Flicker could intercept allocator calls (`malloc`/`free`) to poison "red zones" around memory and
instrument memory access instructions to check these zones. This provides ASan-like capabilities for
legacy binaries with significantly lower overhead than Valgrind.
## Systems and Maintenance
### Hardware Feature Emulation (Forward Compatibility)
HPC clusters are often heterogeneous, with older nodes lacking newer instruction sets (e.g.,
AVX-512, AMX). A binary compiled for a newer architecture will crash with `SIGILL` on an older node.

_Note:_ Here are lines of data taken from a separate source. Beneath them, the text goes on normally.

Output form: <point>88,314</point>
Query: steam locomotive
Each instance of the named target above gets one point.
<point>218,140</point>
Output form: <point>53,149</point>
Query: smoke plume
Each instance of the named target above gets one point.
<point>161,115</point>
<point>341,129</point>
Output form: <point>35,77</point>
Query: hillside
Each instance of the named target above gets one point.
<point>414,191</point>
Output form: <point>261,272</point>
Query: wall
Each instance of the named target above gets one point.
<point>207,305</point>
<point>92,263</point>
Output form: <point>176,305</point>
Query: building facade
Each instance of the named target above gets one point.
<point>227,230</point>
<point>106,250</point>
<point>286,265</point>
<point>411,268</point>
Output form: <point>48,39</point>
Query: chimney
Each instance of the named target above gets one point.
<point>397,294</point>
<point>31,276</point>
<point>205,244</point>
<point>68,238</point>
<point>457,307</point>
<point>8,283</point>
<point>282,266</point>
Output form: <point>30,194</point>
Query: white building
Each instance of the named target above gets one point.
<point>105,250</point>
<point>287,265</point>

Flicker could detect these instructions and patch them to jump to a software emulation routine or a
scalar fallback implementation. This allows binaries optimized for the latest hardware to run
(albeit slower) on legacy nodes for testing or resource-filling purposes.
### Fault Injection
To certify software for mission-critical environments, developers must verify how it handles
hardware errors.
Flicker could instrument instructions to probabilistically flip bits in registers or memory
("Bit-flip injection"), or intercept syscalls to return error codes (e.g., returning `ENOSPC` on
`write`). It can also simulate malfunctioning or intermittent devices by corrupting buffers returned
by `read`. This allows testing error recovery paths without physical hardware damage.
### Record/Replay Engine
Debugging non-deterministic bugs (race conditions) is difficult because they are hard to reproduce.
By intercepting all sources of non-determinism (syscalls, `rdtsc`, atomic instructions, signals),
Flicker could record a trace of an execution. This trace can be replayed later to force the exact
same execution path, allowing developers to debug the error state interactively.